Summary. The paper proposes Goal2Pixel, a pixel-grounding reformulation of VLN-CE in which a VLM predicts a single visible navigable pixel (back-projected to a 3D waypoint for forward motion) or one of three auxiliary image regions (left/right/bottom for turn-L/turn-R/stop). A visibility-aware keyframe memory supplies compact history, and the VLM is adapted via semantic embeddings plus coordinate-aware auxiliary losses. On R2R-CE Val-Unseen the method reports 54.1% SR / 52.5% SPL at 7.75 VLM calls per episode, versus 32.9% SR at 46.62 calls for direct action prediction; similar trends are claimed on RxR-CE.

Significance. If the empirical gains and call reduction hold under scrutiny, the work would demonstrate that a unified pixel interface can materially improve VLM efficiency for long-horizon navigation without sacrificing success rate. The reported 6× reduction in VLM queries while improving SR constitutes a concrete, falsifiable advance over action-prediction baselines.

major comments (2)
  1. [Method overview (abstract and §3)] Method overview (abstract and §3): the interface is defined solely by single-pixel back-projection plus auxiliary regions and visibility-aware memory; no collision checking, replanning, or explicit recovery policy is described. Because the central efficiency claim (7.75 calls/episode) and long-horizon SR rest on the assumption that every predicted waypoint is reachable and that auxiliary regions suffice for corrections, the absence of fallback mechanisms is load-bearing and requires either explicit justification or additional experiments on failure modes.
  2. [§4 (Experiments)] §4 (Experiments): the headline comparison attributes the SR jump (32.9% → 54.1%) and call reduction to the pixel interface, yet the text provides no ablation that isolates back-projection from the keyframe memory, semantic embeddings, or coordinate losses. Without such controls it remains unclear whether the reported numbers are robust to the interface change alone.
minor comments (2)
  1. [§3.3] The abstract states that auxiliary losses are 'coordinate-aware' but supplies no equation or implementation detail; a short derivation or pseudocode in §3.3 would clarify how these losses interact with the pixel-prediction head.
  2. Table captions and axis labels in the experimental figures should explicitly state the exact VLM backbone and number of episodes used for the call-count statistics to allow direct replication.

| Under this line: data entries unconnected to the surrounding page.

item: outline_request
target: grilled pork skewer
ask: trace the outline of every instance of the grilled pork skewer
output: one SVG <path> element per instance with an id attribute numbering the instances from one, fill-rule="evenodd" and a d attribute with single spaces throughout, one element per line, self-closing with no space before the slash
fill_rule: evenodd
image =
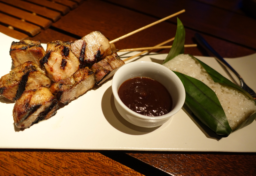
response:
<path id="1" fill-rule="evenodd" d="M 54 82 L 70 77 L 79 68 L 78 59 L 67 45 L 47 45 L 49 51 L 40 60 L 46 76 Z"/>
<path id="2" fill-rule="evenodd" d="M 51 79 L 39 66 L 31 61 L 26 62 L 0 78 L 0 95 L 14 101 L 25 90 L 40 86 L 49 87 Z"/>
<path id="3" fill-rule="evenodd" d="M 121 66 L 124 64 L 116 52 L 107 56 L 92 67 L 94 73 L 96 84 L 99 85 L 113 76 Z"/>
<path id="4" fill-rule="evenodd" d="M 82 64 L 87 66 L 91 66 L 112 53 L 108 39 L 96 31 L 75 41 L 71 48 Z"/>
<path id="5" fill-rule="evenodd" d="M 58 102 L 49 89 L 40 87 L 25 91 L 15 101 L 13 120 L 18 128 L 28 128 L 54 116 L 58 108 Z"/>
<path id="6" fill-rule="evenodd" d="M 53 83 L 50 91 L 58 101 L 66 105 L 85 93 L 95 84 L 93 73 L 86 67 L 77 70 L 70 78 Z"/>
<path id="7" fill-rule="evenodd" d="M 40 66 L 39 60 L 45 54 L 45 52 L 40 41 L 24 40 L 13 42 L 10 53 L 12 64 L 16 67 L 27 61 L 32 61 Z"/>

Simulated Author's Rebuttal

2 responses · 0 unresolved

We thank the referee for the constructive feedback. We address each major comment point by point below, indicating planned revisions where appropriate.

read point-by-point responses
  1. Referee: [Method overview (abstract and §3)] Method overview (abstract and §3): the interface is defined solely by single-pixel back-projection plus auxiliary regions and visibility-aware memory; no collision checking, replanning, or explicit recovery policy is described. Because the central efficiency claim (7.75 calls/episode) and long-horizon SR rest on the assumption that every predicted waypoint is reachable and that auxiliary regions suffice for corrections, the absence of fallback mechanisms is load-bearing and requires either explicit justification or additional experiments on failure modes.

    Authors: The Goal2Pixel interface requires the VLM to select a visible navigable pixel from the current observation, which by construction corresponds to free space reachable without collision. The auxiliary regions (left/right/bottom) provide explicit mechanisms for turn-L, turn-R, and stop to enable corrections. The visibility-aware keyframe memory supplies compact history to support consistent long-horizon decisions. We will add a dedicated paragraph in §3 providing explicit justification for these design choices and discussing edge cases (e.g., perception errors leading to unreachable predictions). No additional experiments are needed for this clarification. revision: yes

  2. Referee: [§4 (Experiments)] §4 (Experiments): the headline comparison attributes the SR jump (32.9% → 54.1%) and call reduction to the pixel interface, yet the text provides no ablation that isolates back-projection from the keyframe memory, semantic embeddings, or coordinate losses. Without such controls it remains unclear whether the reported numbers are robust to the interface change alone.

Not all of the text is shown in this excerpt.